After several years of volatility, Nigeria’s macroeconomic performance shows signs of stability with modest growth, easing inflation, stronger business activity, and expanding sectors beyond oil. These developments indicate that the Nigerian economy is moving toward a more durable path of growth by 2026, though deep structural challenges remain.
After a series of revisions and a major rebasing of Nigeria’s GDP figures to better capture the size and structure of the economy, official data show that Nigeria’s economy expanded by 3.13 percent in the first quarter of 2025 compared with the same period in 2024. This growth was led by the services sector, with industry also contributing positively, while agriculture experienced marginal expansion. The rebasing brought a more accurate reflection of sectors such as technology and telecommunications, revealing stronger economic activity than previously recorded.
Several credible projections now show a moderate but improving growth trajectory for the Nigerian economy through 2026. The International Monetary Fund raised its forecast for Nigeria’s economic growth in 2025 to around 3.9 percent, an upward revision that reflects reduced uncertainty and stronger activity in key sectors such as services.  Independent financial institutions are projecting similar growth for 2026, with estimates in the range of 3.6 percent to 4 percent GDP expansion driven by non-oil sectors, improving investor confidence, and stabilising monetary conditions.  A recent commentary from economist Bismarck Rewane suggests that Nigeria could enter 2026 on its strongest economic footing in more than a decade, anchored on these dynamics. 
The World Bank’s Nigeria Development Update further supports a cautiously positive outlook. It highlights that macroeconomic gains on growth, easing inflation, and current account fundamentals are creating a firmer foundation for the medium term. The Bank projects Nigeria’s GDP growth to continue rising modestly beyond 2025, boosted by steady performance in services and industry and a gradual agricultural rebound as structural reforms take hold.
Inflation has been one of Nigeria’s most persistent challenges in recent years, eroding purchasing power and complicating monetary policy. After a period of exceptionally high inflation in 2024, partly driven by supply chain disruptions and adjustment costs following major policy shifts, headline inflation has begun to moderate. Some recent reports point to inflation retreating from peaks and business sentiment improving as the naira stabilises and price pressures ease. Experts have emphasised that disinflation must be sustained and inclusive to translate into real income gains for households.  Even so, international institutions differ on inflation projections. Some forecasts suggest inflation will ease further toward more manageable levels in the medium term, while others caution that structural factors may continue to exert upward pressure. 
The transition in exchange rate policy and foreign exchange management has also contributed to more predictable conditions for trade and investment. A more unified and transparent foreign exchange system has helped stabilise the currency relative to prior years, which, combined with stronger reserves and easing supply constraints, supports external confidence.

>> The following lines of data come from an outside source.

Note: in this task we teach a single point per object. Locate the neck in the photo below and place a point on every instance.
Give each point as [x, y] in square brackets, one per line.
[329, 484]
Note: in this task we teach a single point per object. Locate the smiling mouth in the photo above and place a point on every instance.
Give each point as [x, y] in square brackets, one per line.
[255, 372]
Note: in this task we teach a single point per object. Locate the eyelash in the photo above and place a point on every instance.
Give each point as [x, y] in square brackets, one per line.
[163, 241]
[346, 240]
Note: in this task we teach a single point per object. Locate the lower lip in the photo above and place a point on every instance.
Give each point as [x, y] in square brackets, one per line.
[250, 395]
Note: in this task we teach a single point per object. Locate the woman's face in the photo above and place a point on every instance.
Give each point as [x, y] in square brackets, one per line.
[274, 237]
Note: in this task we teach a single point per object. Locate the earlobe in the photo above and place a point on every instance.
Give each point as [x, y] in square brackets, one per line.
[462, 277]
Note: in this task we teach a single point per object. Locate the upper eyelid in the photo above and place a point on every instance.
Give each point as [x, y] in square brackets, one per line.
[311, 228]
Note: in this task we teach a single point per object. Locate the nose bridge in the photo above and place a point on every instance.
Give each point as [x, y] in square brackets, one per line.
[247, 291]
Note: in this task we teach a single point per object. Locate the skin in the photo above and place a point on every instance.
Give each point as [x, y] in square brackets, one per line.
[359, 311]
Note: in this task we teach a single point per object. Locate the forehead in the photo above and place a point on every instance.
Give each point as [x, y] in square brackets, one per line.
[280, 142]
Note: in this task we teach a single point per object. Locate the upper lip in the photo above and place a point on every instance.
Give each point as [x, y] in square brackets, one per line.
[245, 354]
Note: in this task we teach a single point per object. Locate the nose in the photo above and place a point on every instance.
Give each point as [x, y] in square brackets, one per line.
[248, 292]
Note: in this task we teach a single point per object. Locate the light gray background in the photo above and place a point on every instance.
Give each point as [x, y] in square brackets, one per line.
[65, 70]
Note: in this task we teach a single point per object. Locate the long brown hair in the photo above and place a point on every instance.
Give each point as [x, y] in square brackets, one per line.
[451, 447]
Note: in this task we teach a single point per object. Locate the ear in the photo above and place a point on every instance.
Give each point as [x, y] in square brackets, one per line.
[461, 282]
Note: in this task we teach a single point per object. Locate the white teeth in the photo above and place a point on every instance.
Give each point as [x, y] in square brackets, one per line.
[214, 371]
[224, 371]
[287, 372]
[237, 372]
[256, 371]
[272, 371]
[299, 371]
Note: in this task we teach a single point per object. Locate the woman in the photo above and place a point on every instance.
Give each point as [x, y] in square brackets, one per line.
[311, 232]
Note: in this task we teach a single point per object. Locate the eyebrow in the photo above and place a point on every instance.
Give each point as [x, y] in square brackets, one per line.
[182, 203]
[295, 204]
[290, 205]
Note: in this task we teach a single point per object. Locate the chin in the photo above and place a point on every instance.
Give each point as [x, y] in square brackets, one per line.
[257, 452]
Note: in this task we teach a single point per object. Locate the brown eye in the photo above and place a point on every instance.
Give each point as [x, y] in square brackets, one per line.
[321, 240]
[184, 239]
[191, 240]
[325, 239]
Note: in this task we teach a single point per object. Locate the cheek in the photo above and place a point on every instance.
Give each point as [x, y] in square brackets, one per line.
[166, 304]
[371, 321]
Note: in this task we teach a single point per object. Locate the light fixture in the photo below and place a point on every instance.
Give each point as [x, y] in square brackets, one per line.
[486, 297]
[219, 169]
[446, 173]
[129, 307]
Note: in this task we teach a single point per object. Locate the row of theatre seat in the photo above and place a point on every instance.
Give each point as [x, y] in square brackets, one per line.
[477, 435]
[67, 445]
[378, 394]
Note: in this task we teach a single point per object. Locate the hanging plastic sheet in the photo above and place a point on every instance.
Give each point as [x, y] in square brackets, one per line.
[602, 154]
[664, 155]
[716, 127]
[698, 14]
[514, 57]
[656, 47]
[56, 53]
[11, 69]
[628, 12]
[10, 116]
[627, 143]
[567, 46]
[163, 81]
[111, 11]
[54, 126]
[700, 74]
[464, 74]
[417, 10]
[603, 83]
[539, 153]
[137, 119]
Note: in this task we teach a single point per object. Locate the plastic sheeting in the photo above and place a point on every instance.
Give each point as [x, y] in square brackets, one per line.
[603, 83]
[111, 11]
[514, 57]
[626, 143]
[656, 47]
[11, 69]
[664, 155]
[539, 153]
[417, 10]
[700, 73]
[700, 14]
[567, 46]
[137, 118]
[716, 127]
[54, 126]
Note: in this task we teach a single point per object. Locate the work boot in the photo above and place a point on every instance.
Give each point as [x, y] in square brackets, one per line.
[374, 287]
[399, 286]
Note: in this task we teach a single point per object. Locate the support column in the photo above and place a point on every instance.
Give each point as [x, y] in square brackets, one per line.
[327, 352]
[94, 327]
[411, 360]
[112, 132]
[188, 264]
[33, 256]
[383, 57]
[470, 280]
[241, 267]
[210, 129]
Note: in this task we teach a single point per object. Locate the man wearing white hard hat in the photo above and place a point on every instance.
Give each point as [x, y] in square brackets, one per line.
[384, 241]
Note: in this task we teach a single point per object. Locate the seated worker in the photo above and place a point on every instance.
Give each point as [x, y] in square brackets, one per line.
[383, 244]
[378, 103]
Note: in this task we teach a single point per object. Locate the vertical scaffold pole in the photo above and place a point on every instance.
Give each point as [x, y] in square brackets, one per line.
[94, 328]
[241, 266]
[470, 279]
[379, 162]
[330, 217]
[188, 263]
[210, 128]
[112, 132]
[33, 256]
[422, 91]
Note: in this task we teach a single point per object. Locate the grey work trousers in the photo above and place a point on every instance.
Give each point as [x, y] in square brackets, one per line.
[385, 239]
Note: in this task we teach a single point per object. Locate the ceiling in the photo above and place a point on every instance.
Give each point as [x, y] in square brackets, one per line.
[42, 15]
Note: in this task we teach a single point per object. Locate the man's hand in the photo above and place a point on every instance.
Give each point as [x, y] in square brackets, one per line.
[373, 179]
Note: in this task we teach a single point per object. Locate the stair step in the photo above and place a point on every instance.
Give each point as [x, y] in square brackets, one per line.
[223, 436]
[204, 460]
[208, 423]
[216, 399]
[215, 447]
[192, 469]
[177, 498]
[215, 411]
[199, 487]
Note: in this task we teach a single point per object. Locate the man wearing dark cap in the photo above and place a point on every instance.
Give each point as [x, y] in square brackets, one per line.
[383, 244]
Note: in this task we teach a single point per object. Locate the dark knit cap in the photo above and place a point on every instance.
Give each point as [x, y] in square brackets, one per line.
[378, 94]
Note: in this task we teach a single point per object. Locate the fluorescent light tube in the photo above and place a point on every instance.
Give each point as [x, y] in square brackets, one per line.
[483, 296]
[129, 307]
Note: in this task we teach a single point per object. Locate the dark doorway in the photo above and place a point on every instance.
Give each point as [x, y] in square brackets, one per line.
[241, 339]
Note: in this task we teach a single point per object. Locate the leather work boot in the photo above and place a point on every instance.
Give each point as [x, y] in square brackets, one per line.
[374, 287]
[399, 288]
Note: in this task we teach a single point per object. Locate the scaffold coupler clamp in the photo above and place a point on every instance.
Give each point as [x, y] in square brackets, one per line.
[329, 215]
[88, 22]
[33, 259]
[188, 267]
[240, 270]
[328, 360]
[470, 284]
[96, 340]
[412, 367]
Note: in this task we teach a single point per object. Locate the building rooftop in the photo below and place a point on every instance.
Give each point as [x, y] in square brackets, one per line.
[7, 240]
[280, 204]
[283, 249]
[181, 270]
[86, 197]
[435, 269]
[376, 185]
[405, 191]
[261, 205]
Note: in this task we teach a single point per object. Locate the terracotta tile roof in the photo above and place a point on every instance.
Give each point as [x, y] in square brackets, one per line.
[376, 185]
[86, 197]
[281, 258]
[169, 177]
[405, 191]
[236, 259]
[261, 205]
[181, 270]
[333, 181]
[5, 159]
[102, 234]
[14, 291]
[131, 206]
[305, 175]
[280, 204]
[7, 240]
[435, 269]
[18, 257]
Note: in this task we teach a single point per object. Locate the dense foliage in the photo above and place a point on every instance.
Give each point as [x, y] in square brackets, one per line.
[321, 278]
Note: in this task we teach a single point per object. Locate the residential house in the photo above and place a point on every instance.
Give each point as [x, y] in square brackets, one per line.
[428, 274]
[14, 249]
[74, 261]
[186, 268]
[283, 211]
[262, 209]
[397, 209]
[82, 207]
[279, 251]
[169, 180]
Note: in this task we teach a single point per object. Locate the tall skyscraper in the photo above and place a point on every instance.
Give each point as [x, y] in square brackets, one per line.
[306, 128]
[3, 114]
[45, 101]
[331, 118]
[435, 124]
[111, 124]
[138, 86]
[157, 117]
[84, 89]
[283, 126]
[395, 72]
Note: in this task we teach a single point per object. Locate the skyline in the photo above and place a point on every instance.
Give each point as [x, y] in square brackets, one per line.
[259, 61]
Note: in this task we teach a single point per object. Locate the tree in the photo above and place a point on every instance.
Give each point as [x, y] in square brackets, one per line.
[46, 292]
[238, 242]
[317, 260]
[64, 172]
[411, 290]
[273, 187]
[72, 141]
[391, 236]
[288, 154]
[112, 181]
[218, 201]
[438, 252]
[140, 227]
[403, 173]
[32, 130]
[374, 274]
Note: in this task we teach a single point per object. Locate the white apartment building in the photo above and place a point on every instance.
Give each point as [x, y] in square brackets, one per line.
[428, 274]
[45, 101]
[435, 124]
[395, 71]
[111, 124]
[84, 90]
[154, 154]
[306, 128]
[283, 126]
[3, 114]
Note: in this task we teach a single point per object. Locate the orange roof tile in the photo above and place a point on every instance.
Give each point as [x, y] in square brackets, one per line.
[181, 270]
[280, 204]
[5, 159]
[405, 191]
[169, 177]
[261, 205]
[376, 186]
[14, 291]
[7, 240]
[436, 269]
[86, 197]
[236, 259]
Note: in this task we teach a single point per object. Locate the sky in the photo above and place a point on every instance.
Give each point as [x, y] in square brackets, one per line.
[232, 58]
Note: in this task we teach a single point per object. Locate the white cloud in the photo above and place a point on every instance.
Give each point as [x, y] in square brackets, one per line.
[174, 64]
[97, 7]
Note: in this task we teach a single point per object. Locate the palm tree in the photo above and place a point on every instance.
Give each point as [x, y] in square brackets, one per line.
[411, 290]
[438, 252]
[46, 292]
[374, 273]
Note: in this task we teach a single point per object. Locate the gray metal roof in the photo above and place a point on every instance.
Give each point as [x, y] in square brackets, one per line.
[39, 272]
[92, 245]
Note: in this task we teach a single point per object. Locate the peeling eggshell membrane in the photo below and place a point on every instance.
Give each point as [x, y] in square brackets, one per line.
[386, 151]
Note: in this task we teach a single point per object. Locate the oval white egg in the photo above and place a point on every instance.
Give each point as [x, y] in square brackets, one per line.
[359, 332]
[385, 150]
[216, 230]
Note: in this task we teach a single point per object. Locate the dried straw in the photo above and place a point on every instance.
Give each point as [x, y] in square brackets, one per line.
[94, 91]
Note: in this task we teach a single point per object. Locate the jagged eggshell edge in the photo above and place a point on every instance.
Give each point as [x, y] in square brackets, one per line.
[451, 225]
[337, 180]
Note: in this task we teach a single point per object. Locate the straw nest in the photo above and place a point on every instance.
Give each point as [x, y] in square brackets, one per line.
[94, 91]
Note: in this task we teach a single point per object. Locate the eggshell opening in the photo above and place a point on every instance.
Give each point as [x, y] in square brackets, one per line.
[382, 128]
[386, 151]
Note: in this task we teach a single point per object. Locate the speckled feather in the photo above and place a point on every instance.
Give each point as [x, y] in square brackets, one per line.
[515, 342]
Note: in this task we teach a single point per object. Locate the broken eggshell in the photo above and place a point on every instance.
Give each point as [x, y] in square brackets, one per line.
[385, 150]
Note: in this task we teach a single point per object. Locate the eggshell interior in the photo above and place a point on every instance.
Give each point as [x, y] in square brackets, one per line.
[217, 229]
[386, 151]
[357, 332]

Beyond headline GDP and inflation figures, business activity indicators offer important insights into economic momentum. Recent Purchasing Managers’ Index data show Nigeria outpacing other major African economies in terms of output and new business growth, signalling broad-based private sector expansion. This robust PMI reading reflects not only recovery in traditional sectors but also growth in emerging industries and services. 
Structural reforms under the current administration, including the removal of fuel subsidies, exchange rate unification, and targeted tax reforms, have also played a role in stabilising Nigeria’s macroeconomic foundation. These reforms have reduced distortions, strengthened fiscal and monetary credibility, and encouraged more sustainable revenue generation outside oil. Fiscal discipline and revenue diversification remain critical, and analysts note that continued policy consistency is key to translating macroeconomic gains into broader prosperity. 
At the same time, major challenges persist. The fiscal balance remains under strain, with projections indicating that the government may continue to run deficits as it balances spending with revenue growth. According to IMF data, Nigeria’s general government deficit is expected to remain elevated, requiring careful management of debt and public spending to avoid crowding out private investment. 
Poverty and unemployment are other persistent issues that moderate the economic narrative. Although the economy is growing, the benefits have not yet translated proportionally into broad improvements in living standards for many Nigerians. Large segments of the population remain vulnerable to price shocks and labour market shifts, and sustained job creation remains a priority for inclusive economic progress. 
Looking forward to 2026, the combination of steady growth, more predictable macroeconomic policy, stronger external position, and expanding business activity suggests that Nigeria is on a path toward more stable and resilient economic performance. Institutions are cautiously optimistic that the economy could enter 2026 on firmer footing than it has seen in years, driven by non-oil sector dynamism and improved investor confidence.
All the verified metrics indicate that Nigeria’s economy is gradually strengthening and positioned for modest improvement in 2026. Growth is stabilising at higher levels than recent years, business activity is expanding, inflation pressures show tentative signs of easing, and structural reforms are beginning to create space for diversified economic activity. These developments suggest that the Nigerian economy is not only recovering but potentially entering a new phase of more durable growth. In essence, Nigerians have every reason to be optimistic. The tide is turning, and with it, the giant of Africa takes its rightful place amongst the comity of nations.